As the Tier 1 banks make use of the model, Tier 2 banks may find it harder to achieve the same level of deployment. One technology architect from a Tier 1 bank says that the concept will prove attractive to Tier 2s due to the cost benefits but they do not have the necessary level of resources. “We spent a lot of time getting to our current situation – it has taken 18 months to get to this point and a lot of Tier 2 banks do not have the resources to achieve that. I believe it is likely that they will not be developing the systems internally but are more likely to buy off-the-shelf packages.”

This is supported by research from the Institute of Financial Services, Morse, HP and Oracle, published in a report, Adapting to Change (see graph download).

The payback

In the meantime, those using the grid model are seeing the returns already. “You free up the development resource from building the distribution logic and can focus on the application logic,” says Willy Ross, managing director, EMEA with technology provider Data Synapse. “We have found that some of our customers are telling us they can then improve the time to market of some products by one third. There is cost saving and people cost but the more important thing is the means of bringing these new products to market. With a typical six-month development cycle, you can bring them in two months early.”

In the case of new exotics, he says, this can make a great difference to profits. “If you are inventing new exotics, CDOs to CDO squared to CDO cubed or another extension on that, where you’re making a couple of hundred basis points margin on hundred million dollar deals and you’re bringing that to market a couple of months early, the technology cost is meaningless.”

While cost savings through efficient use of resources is clearly a major driver for adopting grid technology, companies that have already achieved this are seeing further benefits. “We’re really seeing a shift to look more at the top line, rather than looking at the bottom line,” says Mr Ross. “Different banks are at different stages of the thought process. The bigger guys are looking at what it means to bring a product to market early; they can go further up the yield curve, do riskier things, with more complex structures, higher margins. That is what is driving the market.”

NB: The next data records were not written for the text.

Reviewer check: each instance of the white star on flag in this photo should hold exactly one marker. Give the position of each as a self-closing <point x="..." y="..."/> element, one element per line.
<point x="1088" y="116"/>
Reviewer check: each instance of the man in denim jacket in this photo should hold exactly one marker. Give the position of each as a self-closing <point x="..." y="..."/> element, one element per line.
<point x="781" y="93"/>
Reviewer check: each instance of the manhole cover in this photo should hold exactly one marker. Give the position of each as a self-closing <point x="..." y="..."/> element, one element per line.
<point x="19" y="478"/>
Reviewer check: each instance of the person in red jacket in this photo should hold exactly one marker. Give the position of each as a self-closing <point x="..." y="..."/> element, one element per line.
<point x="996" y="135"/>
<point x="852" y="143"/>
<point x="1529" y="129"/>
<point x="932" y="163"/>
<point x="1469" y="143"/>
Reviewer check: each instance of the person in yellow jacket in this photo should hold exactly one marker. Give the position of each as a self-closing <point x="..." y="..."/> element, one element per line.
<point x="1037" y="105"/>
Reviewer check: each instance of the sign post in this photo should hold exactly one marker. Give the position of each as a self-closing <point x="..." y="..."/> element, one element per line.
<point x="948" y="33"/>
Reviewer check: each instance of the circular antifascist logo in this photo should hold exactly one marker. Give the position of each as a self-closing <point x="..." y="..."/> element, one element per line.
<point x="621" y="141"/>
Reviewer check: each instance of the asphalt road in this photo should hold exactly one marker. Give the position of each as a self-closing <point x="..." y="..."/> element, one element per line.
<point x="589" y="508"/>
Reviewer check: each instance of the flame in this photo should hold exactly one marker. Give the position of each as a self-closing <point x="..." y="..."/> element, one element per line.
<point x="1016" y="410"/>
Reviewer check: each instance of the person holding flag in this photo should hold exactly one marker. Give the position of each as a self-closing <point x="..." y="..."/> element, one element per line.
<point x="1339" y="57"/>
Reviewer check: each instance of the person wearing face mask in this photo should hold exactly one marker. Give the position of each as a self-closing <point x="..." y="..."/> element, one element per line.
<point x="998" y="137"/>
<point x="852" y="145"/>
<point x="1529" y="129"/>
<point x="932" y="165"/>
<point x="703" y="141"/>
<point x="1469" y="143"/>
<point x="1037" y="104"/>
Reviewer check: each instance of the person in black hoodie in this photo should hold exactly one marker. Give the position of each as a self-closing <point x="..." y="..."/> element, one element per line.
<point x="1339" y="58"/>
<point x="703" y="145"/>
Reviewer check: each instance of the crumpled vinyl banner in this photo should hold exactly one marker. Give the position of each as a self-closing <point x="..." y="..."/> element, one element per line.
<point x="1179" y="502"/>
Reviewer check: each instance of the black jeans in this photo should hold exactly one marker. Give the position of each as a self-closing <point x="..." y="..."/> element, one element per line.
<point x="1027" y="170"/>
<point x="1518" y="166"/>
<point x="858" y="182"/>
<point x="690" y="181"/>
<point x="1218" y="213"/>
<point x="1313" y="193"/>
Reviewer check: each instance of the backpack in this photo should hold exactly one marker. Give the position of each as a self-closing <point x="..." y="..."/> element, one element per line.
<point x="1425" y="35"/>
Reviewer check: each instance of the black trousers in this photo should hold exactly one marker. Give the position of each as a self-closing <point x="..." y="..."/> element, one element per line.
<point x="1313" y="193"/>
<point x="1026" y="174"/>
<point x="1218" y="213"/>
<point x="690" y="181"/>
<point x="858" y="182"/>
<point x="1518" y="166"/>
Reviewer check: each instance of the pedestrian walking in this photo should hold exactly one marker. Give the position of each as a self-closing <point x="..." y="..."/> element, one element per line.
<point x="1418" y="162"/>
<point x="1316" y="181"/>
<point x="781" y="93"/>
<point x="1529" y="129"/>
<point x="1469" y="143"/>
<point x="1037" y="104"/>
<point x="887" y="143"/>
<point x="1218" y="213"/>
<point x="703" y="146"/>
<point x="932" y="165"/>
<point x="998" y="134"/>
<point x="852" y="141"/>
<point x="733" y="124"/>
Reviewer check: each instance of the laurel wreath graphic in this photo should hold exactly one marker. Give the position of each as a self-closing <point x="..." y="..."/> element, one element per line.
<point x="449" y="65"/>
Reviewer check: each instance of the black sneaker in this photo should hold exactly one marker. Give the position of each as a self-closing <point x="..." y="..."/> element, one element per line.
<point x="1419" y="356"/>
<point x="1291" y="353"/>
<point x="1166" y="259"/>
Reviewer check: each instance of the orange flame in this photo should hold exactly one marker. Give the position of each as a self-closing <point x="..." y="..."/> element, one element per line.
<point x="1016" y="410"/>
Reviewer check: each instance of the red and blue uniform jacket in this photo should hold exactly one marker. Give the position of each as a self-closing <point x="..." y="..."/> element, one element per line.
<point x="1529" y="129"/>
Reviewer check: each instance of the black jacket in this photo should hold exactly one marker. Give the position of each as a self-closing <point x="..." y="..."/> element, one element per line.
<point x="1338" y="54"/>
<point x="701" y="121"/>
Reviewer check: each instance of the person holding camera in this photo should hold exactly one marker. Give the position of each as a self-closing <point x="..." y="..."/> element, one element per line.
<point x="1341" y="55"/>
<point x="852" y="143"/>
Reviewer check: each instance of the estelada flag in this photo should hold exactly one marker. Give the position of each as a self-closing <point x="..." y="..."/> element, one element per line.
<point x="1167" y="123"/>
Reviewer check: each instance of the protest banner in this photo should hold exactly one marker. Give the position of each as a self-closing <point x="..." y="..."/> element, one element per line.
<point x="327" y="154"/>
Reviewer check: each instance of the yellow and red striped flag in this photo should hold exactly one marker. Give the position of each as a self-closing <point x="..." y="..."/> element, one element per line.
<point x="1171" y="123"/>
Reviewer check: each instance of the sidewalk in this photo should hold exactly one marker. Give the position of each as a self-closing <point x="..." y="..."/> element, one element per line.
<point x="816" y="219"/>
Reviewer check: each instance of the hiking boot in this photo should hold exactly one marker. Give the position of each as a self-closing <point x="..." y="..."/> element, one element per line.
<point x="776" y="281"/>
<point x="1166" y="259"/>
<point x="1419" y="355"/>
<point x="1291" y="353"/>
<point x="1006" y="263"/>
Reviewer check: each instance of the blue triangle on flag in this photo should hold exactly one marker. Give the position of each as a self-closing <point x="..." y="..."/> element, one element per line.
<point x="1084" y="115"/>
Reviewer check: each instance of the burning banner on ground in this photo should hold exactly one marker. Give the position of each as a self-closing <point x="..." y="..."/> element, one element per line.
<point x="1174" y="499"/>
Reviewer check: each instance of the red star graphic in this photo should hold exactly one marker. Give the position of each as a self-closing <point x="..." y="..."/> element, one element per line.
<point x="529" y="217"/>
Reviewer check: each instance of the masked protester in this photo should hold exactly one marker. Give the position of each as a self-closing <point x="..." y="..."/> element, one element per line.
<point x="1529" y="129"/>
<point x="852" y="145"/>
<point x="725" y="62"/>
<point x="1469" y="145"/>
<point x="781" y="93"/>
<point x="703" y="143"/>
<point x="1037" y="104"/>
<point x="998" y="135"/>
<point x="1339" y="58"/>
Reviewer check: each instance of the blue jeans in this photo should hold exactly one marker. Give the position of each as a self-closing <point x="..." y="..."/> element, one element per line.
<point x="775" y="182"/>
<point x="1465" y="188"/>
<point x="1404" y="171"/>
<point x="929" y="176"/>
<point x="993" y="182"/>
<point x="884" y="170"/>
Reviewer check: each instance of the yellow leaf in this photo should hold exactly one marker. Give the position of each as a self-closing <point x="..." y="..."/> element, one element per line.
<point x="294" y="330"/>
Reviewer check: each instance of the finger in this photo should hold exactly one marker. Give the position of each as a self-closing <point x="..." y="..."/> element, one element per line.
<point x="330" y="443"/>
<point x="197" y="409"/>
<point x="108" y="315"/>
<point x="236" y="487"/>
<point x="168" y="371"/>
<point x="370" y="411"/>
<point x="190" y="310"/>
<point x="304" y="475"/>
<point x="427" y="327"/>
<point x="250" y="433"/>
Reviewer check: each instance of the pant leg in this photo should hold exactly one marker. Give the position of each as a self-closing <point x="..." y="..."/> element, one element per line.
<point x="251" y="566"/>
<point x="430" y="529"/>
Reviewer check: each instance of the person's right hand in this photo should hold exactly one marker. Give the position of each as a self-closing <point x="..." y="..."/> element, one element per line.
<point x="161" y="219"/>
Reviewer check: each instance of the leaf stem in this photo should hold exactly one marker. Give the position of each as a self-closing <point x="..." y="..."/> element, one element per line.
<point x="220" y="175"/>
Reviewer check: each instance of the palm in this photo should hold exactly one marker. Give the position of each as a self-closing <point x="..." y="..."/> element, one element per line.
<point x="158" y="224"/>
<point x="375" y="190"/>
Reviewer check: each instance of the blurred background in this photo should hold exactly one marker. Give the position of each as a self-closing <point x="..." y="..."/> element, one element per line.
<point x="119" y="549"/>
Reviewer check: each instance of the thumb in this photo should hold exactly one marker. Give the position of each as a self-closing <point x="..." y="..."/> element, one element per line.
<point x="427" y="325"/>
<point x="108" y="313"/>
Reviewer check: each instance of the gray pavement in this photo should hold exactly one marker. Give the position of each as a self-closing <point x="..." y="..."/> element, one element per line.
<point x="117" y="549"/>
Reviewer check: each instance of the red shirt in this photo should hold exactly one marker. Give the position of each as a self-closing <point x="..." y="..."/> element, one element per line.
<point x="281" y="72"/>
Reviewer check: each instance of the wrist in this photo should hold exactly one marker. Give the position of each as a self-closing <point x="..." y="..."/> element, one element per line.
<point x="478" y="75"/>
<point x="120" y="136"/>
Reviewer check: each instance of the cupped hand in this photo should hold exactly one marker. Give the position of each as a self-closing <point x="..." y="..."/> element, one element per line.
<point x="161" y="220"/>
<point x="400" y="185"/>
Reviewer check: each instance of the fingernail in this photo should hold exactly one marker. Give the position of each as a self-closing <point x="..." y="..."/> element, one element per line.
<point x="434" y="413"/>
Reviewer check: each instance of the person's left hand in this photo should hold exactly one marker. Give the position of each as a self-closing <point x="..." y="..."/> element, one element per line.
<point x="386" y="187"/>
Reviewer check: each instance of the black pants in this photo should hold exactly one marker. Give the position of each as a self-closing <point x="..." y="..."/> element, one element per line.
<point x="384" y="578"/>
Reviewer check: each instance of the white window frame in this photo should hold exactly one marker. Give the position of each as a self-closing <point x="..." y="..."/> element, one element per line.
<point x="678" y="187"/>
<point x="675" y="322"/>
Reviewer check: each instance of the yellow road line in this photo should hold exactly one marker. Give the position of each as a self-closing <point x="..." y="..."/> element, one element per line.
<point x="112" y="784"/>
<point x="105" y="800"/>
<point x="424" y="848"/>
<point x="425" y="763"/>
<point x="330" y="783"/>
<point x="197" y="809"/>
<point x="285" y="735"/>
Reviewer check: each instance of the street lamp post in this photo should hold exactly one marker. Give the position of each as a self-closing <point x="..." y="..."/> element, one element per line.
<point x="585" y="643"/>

Utility – right here, right now

So grid technology is out there. It has been deployed and it is in use although at a somewhat limited level. How far off is the utility model? JP Rangaswami, global chief information officer at Dresdner Kleinwort Wasserstein, says: “Utility grids are not technology vendors trying to sell us old wine in a new bottle. But there is a real need to provide certain computing facilities on demand, in a form that it is a true utility model.”

For all the hype about on-demand and utility, and a clear customer requirement, it seems that finding a vendor prepared to deliver can be challenging. BoA will use a data centre owned by an IT services provider. “We have found that, despite vendors hyping on-demand principles, they are unwilling to move from the traditional outsourcing model,” says Mr Sturrock.

“We talked to several vendors and found only one was capable of partnering with us to pursue the utility model for grid. We will hire hundreds of CPUs in a remote data centre owned by a third party for a proportion of the 24-hour day. We will see the CPUs for our time-slot and the machines will be disconnected from us for the remaining time. The vendor can then sell the additional hours to another institution. For example, it could go to a pharmaceutical or manufacturing company. They may have a massive amount of calculation to be done over a long period but they do not care what time of day it gets done. I don’t think anyone else is doing this on an intra-day basis.”

Why is the adoption of grid technology so low, then? According to Mr Sturrock, banks are rightly concerned about data security. BoA has gone to significant lengths to ensure an efficient but highly secure infrastructure. However, the benefits are clear: sharing corporate resources across banks and other industries results in multi-million dollar cost saving.